As for my ankles.  The orthotics, once I got used to them, made a significant difference in the amount of pain I was in.  I’m not going to say I was pain free (cause I wasn’t) but the difference was night and day.  For the first two months.  Three months after getting the orthotics I realized the pain in my ankles was increasing again.  Three months is an awfully short period of time to have worn out the orthotics, especially since I’m rotating between two pairs.  In addition I started having issues with my left knee (which is the weak one anyway due to prior issues).  When I started wearing a support brace on that knee, stabilizing it, I found myself rolling my left foot/ankle outwards.  All of which makes me suspect that I need higher arch supports.  I have an appointment this week with the ankle specialist, so we’ll see what he says.

4 Comments

  1. Comment by Wendy from NY:

    I just recently finished a round of physical therapy for my arthritic left knee, that x-rays showed to have severe degenerative changes. The orthopedic surgeon had these options: PT, injecting it, or replacement surgery. I opted for the PT to begin with. A very eye-opening experience! While no amount of PT is going to help the arthritis in my knee, a whole bunch of other things got better! She told me that continuing these exercises/stretches will make a huge difference in my surgery, if and when I choose to go that route. So! I am wondering if PT would help your hands AND your feet, knees, etc.? Might be something to look into, or ask the doctors about. I wonder how much stock doctors put in PT, kind of like nutrition/vitamins. They tell you to eat healthy, but never really get into it with you. I was just so blown away by how much PT helped me, and thought that building up muscle tone around your aching joints might help you also.

    • Comment by Ruth:

      I wouldn’t be surprised if PT would help my feet/ankles/knees. Though my left knee is permanently screwed just due to prior surgery. One of the side affects of the ankle problem is that it causes certain muscle sets to tighten all out of proportion. One of the things I need to discuss with him!

  2. Comment by bogie:

    So I’m going to suggest something that sounds a bit wacky – try going to a chiropractor. That thumb thing can originate as far back as your shoulder blades. And, the chiro can give you exercises/stretches to do that may help.
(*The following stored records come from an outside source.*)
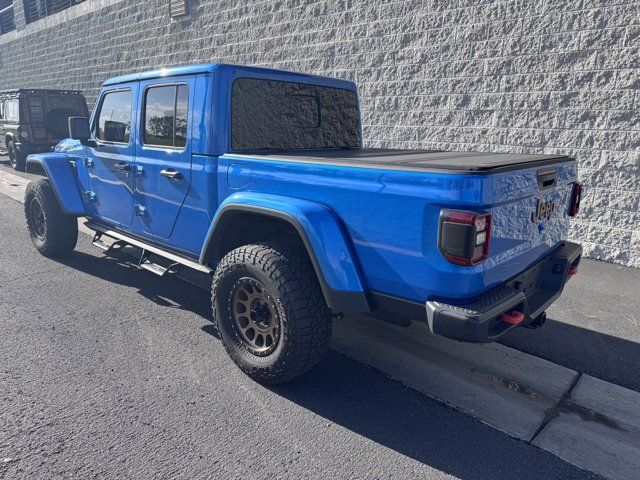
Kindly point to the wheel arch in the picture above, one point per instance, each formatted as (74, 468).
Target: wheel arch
(56, 167)
(315, 226)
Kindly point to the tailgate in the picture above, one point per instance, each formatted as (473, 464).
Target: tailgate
(530, 216)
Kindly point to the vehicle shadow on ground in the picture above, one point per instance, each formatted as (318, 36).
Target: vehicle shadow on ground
(593, 353)
(361, 399)
(168, 291)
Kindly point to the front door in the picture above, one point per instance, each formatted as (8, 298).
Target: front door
(111, 163)
(163, 153)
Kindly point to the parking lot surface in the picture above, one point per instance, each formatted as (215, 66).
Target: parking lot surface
(108, 371)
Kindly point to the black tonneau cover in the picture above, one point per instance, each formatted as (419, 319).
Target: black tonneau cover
(415, 160)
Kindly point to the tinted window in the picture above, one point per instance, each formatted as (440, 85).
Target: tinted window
(12, 110)
(165, 116)
(273, 115)
(114, 120)
(182, 107)
(36, 109)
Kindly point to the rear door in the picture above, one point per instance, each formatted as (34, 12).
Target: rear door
(111, 162)
(163, 153)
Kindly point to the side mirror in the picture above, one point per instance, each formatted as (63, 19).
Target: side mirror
(79, 130)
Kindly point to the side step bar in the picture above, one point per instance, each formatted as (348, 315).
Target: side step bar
(147, 249)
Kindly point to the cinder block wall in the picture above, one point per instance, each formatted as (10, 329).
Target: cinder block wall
(508, 75)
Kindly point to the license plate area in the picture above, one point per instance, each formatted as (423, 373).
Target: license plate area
(529, 281)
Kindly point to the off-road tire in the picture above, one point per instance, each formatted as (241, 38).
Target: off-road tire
(18, 160)
(290, 280)
(53, 233)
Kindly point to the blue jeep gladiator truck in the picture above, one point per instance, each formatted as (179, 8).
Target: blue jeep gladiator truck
(258, 177)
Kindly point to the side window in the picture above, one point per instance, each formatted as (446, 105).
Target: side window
(165, 116)
(114, 119)
(12, 110)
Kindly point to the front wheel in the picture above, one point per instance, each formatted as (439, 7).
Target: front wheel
(270, 311)
(53, 233)
(18, 160)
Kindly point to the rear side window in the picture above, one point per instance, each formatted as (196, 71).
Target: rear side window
(276, 115)
(36, 109)
(165, 116)
(114, 119)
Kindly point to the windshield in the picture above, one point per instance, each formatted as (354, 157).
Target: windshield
(276, 115)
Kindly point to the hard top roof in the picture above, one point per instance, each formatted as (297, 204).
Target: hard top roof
(212, 68)
(21, 91)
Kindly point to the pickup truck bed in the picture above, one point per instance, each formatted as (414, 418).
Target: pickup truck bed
(413, 160)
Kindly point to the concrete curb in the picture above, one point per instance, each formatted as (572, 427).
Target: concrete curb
(587, 422)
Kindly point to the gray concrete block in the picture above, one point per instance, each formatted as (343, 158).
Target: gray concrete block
(502, 387)
(598, 429)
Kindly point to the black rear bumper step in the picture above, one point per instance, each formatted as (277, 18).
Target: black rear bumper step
(531, 292)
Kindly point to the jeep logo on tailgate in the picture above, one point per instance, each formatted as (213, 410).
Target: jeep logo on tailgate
(543, 211)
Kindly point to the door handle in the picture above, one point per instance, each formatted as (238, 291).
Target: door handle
(122, 166)
(171, 174)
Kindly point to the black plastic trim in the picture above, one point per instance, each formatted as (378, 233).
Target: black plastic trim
(479, 320)
(339, 301)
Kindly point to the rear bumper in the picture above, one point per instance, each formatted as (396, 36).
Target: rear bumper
(529, 293)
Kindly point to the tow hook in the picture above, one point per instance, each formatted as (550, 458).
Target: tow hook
(513, 318)
(538, 321)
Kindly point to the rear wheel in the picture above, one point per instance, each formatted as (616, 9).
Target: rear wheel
(270, 311)
(18, 160)
(52, 232)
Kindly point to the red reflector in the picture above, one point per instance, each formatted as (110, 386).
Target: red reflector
(512, 318)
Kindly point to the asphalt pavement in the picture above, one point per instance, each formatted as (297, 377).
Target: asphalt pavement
(108, 371)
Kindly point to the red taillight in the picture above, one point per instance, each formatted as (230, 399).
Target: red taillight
(576, 195)
(464, 236)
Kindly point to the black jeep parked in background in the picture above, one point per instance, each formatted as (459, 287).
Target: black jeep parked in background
(34, 121)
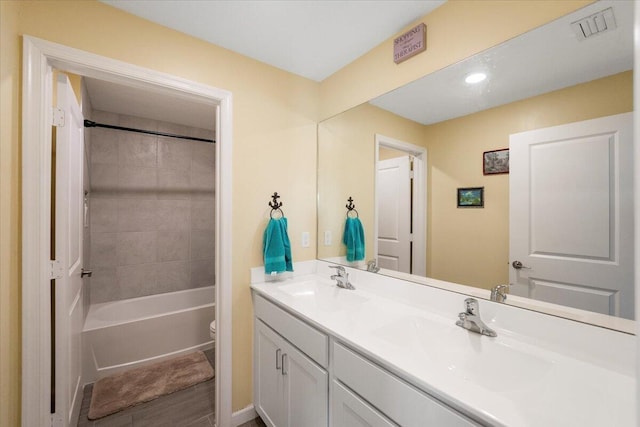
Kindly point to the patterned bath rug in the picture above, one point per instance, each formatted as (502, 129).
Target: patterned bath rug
(120, 391)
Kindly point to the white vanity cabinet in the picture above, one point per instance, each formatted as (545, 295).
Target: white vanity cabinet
(291, 381)
(389, 397)
(290, 388)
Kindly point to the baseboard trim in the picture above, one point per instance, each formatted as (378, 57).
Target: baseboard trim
(243, 415)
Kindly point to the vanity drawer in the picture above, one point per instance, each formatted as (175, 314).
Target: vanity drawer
(309, 340)
(399, 401)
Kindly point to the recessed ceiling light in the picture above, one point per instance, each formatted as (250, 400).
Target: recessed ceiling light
(475, 78)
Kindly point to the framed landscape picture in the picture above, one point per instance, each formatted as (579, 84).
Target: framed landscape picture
(472, 197)
(495, 162)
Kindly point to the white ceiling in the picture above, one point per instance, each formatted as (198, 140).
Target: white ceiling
(540, 61)
(311, 38)
(548, 58)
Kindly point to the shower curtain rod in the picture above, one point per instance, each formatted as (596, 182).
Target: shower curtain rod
(90, 124)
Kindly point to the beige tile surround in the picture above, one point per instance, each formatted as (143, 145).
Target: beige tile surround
(151, 210)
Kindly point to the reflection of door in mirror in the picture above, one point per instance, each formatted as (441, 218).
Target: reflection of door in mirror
(401, 206)
(571, 220)
(393, 201)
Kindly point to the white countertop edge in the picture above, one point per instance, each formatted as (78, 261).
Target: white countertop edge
(476, 411)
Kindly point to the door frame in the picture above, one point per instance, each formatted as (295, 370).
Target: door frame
(39, 58)
(419, 255)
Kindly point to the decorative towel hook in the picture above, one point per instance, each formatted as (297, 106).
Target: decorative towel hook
(275, 205)
(351, 208)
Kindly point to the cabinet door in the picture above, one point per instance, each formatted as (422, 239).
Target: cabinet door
(306, 388)
(269, 390)
(348, 410)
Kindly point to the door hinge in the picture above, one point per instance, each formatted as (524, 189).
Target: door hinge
(55, 270)
(56, 420)
(57, 117)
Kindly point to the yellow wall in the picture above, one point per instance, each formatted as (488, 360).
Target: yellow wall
(10, 224)
(346, 160)
(455, 31)
(479, 238)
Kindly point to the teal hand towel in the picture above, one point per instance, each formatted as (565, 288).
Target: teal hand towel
(276, 247)
(353, 238)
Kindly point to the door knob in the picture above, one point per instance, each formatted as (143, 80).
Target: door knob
(518, 265)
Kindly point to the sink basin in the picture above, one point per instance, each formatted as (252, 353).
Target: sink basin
(496, 364)
(325, 296)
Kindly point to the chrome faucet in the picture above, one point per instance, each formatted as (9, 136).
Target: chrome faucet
(498, 293)
(342, 278)
(470, 319)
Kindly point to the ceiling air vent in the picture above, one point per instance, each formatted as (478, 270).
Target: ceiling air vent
(595, 24)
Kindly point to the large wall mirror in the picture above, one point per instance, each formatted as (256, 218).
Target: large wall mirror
(426, 168)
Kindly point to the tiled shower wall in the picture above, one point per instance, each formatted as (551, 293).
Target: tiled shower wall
(151, 209)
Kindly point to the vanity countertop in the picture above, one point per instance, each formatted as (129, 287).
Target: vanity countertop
(509, 380)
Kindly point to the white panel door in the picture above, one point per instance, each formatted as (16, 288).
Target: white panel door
(69, 215)
(571, 215)
(393, 198)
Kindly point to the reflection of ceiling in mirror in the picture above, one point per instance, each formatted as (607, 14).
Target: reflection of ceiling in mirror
(520, 68)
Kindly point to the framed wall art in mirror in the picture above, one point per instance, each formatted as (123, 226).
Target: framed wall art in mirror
(471, 197)
(495, 162)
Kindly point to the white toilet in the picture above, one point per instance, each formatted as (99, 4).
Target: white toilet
(212, 330)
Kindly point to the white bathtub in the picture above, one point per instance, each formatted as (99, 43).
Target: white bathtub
(123, 334)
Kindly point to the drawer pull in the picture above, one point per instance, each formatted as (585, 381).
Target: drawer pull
(284, 358)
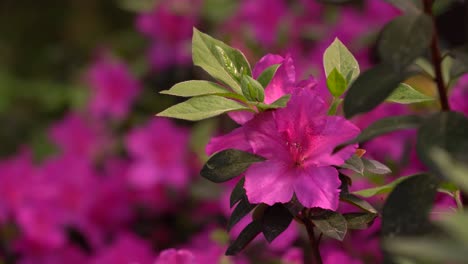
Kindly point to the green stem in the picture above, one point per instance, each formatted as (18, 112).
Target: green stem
(437, 58)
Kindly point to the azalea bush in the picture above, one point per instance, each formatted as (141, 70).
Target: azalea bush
(285, 132)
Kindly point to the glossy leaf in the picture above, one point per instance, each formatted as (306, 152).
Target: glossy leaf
(336, 83)
(370, 89)
(404, 39)
(195, 88)
(276, 220)
(244, 238)
(375, 167)
(252, 89)
(265, 77)
(355, 164)
(405, 213)
(237, 193)
(242, 209)
(357, 201)
(338, 57)
(228, 164)
(383, 189)
(224, 63)
(446, 131)
(384, 126)
(202, 107)
(359, 220)
(330, 223)
(405, 94)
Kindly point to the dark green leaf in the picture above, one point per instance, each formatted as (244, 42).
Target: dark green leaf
(404, 39)
(355, 164)
(195, 88)
(354, 200)
(252, 89)
(218, 59)
(202, 107)
(384, 126)
(446, 131)
(244, 238)
(359, 220)
(228, 164)
(266, 76)
(370, 89)
(375, 167)
(275, 220)
(406, 210)
(237, 193)
(338, 57)
(336, 83)
(405, 94)
(383, 189)
(241, 210)
(330, 223)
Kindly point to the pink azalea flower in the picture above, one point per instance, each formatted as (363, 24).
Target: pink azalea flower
(173, 256)
(297, 142)
(159, 150)
(113, 88)
(459, 96)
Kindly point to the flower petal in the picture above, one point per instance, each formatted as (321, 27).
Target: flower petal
(318, 187)
(268, 182)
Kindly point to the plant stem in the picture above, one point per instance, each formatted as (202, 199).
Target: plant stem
(316, 257)
(437, 58)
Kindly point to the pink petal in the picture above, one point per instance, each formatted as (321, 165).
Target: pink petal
(318, 187)
(268, 182)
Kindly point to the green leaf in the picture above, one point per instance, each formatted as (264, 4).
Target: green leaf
(195, 88)
(228, 164)
(336, 83)
(241, 210)
(370, 89)
(446, 131)
(202, 107)
(355, 164)
(359, 220)
(237, 193)
(252, 89)
(387, 188)
(451, 169)
(279, 103)
(405, 94)
(275, 221)
(405, 213)
(267, 75)
(338, 57)
(356, 201)
(375, 167)
(244, 238)
(330, 223)
(404, 39)
(384, 126)
(224, 63)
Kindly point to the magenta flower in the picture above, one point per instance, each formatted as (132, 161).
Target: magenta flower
(173, 256)
(159, 150)
(113, 88)
(297, 142)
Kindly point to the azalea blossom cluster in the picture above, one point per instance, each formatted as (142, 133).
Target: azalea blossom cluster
(123, 186)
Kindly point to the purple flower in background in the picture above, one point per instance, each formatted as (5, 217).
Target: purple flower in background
(77, 137)
(113, 88)
(169, 26)
(459, 96)
(159, 151)
(173, 256)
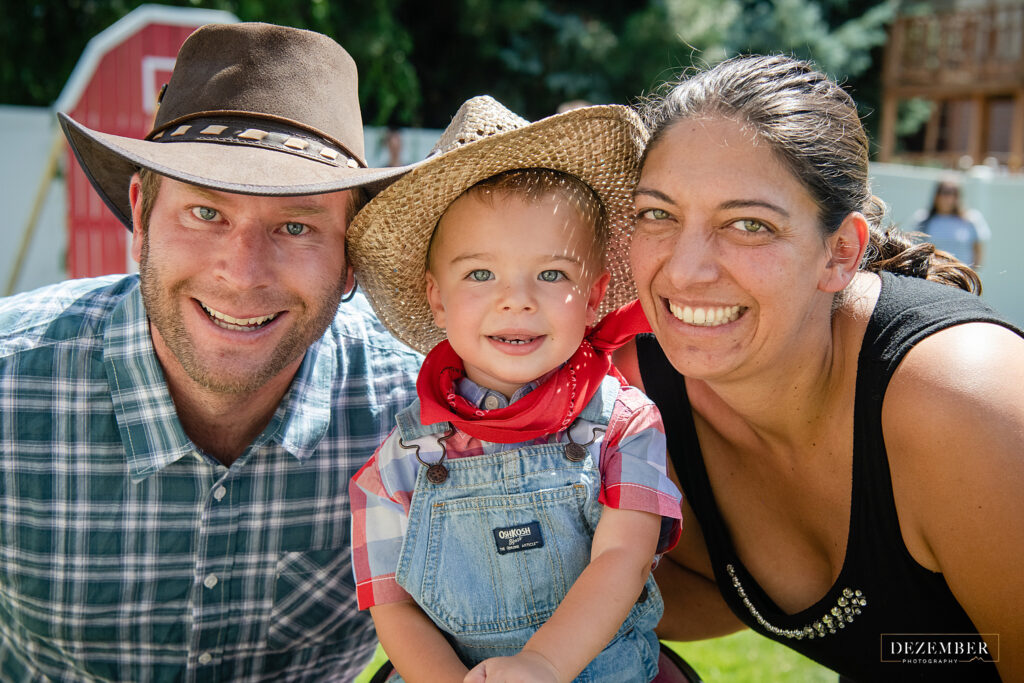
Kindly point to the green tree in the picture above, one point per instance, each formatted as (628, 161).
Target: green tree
(419, 62)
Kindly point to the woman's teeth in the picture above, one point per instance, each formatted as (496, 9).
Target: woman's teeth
(708, 317)
(230, 323)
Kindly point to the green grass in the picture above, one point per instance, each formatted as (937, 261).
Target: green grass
(741, 657)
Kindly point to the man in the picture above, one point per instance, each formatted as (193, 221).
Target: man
(175, 447)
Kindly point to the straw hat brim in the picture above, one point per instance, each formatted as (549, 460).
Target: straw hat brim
(388, 240)
(110, 161)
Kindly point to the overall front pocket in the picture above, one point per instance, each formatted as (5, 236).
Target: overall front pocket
(498, 563)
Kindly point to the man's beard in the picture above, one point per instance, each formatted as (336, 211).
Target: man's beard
(163, 307)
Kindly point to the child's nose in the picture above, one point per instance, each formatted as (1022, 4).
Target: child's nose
(517, 296)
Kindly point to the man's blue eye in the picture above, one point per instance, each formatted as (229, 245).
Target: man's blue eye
(551, 275)
(205, 213)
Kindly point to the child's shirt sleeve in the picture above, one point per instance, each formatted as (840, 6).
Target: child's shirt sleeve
(634, 474)
(380, 514)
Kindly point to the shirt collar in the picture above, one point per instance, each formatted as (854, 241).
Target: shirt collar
(151, 432)
(489, 399)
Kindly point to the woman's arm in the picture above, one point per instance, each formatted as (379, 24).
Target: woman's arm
(595, 606)
(953, 424)
(414, 644)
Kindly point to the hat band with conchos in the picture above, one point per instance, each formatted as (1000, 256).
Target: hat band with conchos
(264, 134)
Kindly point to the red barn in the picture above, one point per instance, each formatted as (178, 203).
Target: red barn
(114, 89)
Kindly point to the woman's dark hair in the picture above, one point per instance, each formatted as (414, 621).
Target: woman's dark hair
(812, 125)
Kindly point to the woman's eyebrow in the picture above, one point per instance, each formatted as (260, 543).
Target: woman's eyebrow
(652, 193)
(747, 204)
(731, 204)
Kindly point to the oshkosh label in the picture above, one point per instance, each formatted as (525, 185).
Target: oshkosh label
(520, 537)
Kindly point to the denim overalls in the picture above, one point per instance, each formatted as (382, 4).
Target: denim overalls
(491, 552)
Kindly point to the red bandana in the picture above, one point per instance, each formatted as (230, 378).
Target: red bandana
(551, 407)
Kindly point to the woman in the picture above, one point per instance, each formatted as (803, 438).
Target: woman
(951, 227)
(849, 440)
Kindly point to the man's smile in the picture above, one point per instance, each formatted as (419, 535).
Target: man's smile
(237, 324)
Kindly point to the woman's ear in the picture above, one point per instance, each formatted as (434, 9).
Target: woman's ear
(845, 247)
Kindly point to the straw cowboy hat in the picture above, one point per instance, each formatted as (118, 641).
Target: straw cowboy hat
(253, 109)
(388, 240)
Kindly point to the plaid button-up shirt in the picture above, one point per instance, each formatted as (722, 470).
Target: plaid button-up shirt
(126, 554)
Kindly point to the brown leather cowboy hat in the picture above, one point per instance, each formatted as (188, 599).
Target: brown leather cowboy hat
(253, 109)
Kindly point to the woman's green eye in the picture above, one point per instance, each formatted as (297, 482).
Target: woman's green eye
(205, 213)
(654, 214)
(750, 225)
(551, 275)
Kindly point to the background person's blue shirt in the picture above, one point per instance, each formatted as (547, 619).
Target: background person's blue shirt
(954, 235)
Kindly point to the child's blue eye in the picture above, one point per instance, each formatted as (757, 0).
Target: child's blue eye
(551, 275)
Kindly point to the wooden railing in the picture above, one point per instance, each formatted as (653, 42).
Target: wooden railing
(980, 49)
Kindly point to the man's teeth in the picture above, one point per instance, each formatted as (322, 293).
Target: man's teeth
(708, 317)
(230, 323)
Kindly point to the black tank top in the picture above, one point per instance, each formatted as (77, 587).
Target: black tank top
(881, 589)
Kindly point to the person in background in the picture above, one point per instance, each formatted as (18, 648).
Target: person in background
(950, 226)
(175, 446)
(844, 415)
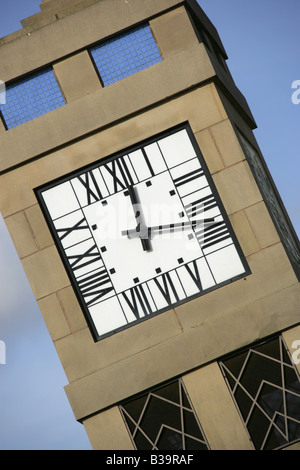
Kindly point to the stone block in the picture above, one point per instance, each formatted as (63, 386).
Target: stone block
(45, 272)
(21, 234)
(54, 317)
(107, 431)
(173, 32)
(244, 233)
(76, 76)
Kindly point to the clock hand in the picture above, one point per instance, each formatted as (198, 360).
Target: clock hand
(141, 229)
(133, 233)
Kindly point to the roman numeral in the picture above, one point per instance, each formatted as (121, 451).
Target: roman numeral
(119, 174)
(148, 162)
(94, 286)
(167, 288)
(81, 225)
(193, 271)
(93, 192)
(138, 301)
(78, 261)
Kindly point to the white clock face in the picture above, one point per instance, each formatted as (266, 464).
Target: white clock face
(141, 232)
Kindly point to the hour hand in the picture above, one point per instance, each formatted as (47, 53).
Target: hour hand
(141, 230)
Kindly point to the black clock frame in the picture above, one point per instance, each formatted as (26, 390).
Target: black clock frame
(39, 190)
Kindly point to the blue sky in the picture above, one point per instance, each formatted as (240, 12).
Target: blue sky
(262, 41)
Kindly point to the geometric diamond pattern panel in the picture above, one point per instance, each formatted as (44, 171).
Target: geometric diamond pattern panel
(30, 97)
(125, 54)
(266, 389)
(163, 419)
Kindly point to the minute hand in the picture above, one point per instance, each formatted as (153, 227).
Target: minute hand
(141, 229)
(133, 233)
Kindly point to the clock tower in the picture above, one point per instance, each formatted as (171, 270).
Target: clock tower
(156, 244)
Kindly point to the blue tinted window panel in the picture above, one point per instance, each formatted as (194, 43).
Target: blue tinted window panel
(30, 98)
(126, 55)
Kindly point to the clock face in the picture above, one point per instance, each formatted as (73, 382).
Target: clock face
(142, 231)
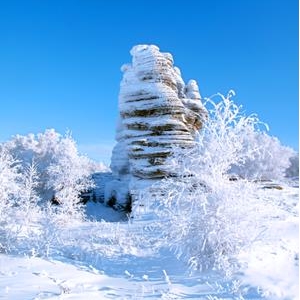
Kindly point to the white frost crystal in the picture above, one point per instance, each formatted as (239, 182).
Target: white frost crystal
(157, 112)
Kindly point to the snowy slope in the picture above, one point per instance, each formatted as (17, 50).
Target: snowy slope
(112, 260)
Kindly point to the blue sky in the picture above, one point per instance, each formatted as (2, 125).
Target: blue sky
(60, 60)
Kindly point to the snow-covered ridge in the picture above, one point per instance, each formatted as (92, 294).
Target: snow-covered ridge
(157, 111)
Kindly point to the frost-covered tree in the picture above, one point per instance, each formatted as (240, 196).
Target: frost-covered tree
(9, 180)
(203, 215)
(69, 175)
(57, 162)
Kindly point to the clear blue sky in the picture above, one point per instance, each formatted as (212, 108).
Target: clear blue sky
(60, 60)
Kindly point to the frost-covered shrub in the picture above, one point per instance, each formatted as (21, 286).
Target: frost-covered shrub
(293, 170)
(69, 175)
(9, 178)
(62, 171)
(202, 214)
(270, 160)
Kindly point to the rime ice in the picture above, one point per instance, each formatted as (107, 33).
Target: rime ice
(157, 111)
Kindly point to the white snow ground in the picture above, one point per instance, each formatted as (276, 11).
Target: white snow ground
(103, 263)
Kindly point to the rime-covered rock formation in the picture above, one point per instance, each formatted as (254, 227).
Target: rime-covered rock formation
(157, 111)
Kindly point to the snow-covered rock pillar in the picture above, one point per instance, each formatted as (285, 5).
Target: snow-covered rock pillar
(157, 111)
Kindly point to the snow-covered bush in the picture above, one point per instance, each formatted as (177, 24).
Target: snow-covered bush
(9, 177)
(202, 213)
(293, 170)
(69, 175)
(59, 166)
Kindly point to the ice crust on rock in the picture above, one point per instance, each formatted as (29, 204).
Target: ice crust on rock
(157, 111)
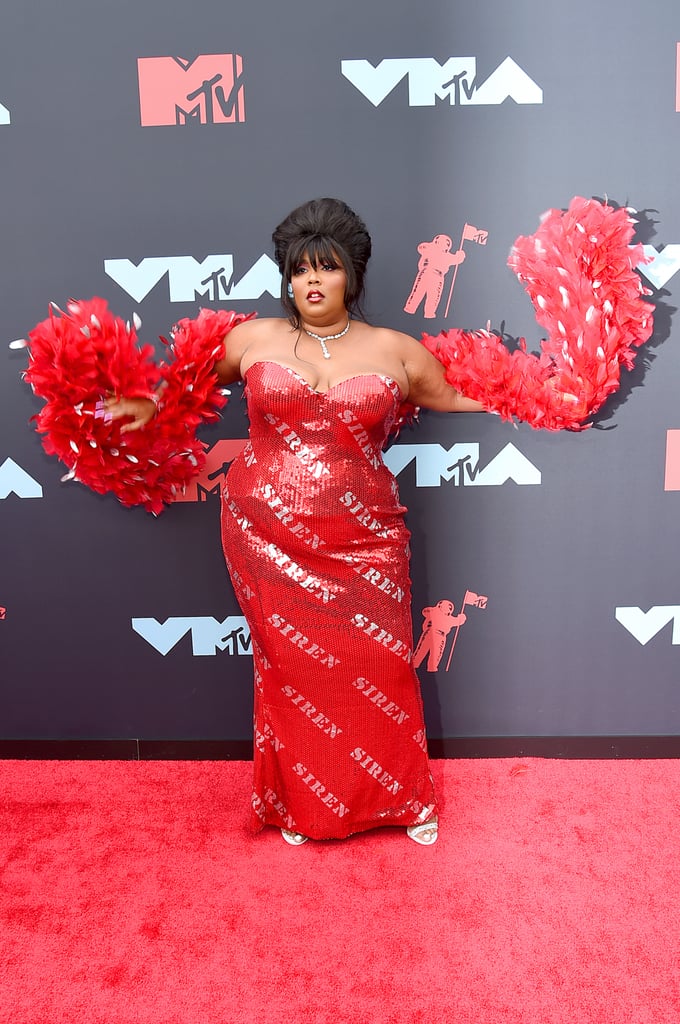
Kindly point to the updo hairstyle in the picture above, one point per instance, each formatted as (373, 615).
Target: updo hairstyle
(329, 232)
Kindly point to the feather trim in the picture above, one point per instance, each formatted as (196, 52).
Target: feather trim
(579, 270)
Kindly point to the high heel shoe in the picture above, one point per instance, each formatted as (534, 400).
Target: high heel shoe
(294, 839)
(425, 834)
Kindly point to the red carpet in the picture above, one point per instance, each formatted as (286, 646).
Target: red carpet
(132, 892)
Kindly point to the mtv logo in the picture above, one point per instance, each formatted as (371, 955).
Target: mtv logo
(204, 90)
(208, 634)
(212, 475)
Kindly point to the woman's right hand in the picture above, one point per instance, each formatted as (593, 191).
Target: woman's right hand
(138, 411)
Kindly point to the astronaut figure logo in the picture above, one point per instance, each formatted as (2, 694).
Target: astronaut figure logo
(438, 623)
(435, 261)
(204, 90)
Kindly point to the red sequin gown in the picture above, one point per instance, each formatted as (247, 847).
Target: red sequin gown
(317, 550)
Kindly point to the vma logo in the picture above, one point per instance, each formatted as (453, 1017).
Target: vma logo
(461, 464)
(208, 634)
(205, 90)
(645, 625)
(188, 280)
(456, 81)
(439, 621)
(211, 477)
(14, 480)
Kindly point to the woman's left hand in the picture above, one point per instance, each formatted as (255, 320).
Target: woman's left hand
(138, 411)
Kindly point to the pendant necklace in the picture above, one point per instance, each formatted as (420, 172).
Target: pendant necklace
(329, 337)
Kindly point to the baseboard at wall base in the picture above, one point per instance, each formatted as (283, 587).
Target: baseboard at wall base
(583, 748)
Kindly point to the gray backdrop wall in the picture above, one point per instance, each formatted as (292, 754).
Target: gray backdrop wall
(147, 152)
    Heck, a chiro might even help with the rest too. Maybe not, but they are generally cheap enough that 4-5 appointments to see if it helps shouldn’t break the bank (and some insurance will cover up to 10 “wellness” chiro visits a year. Some chiro’s won’t even take insurance, but only charge about $50 so check around.

    At this rate, can’t hurt – unless you’ve already been that route and I’ve forgotten reading about it.

    • Comment by Ruth:

      Hm, I haven’t. I’ve done massage occasionally, when I can find a massage therapist who does it the way I like it. And that always made me feel so much better……I’m game to look at who’s local to me anyway!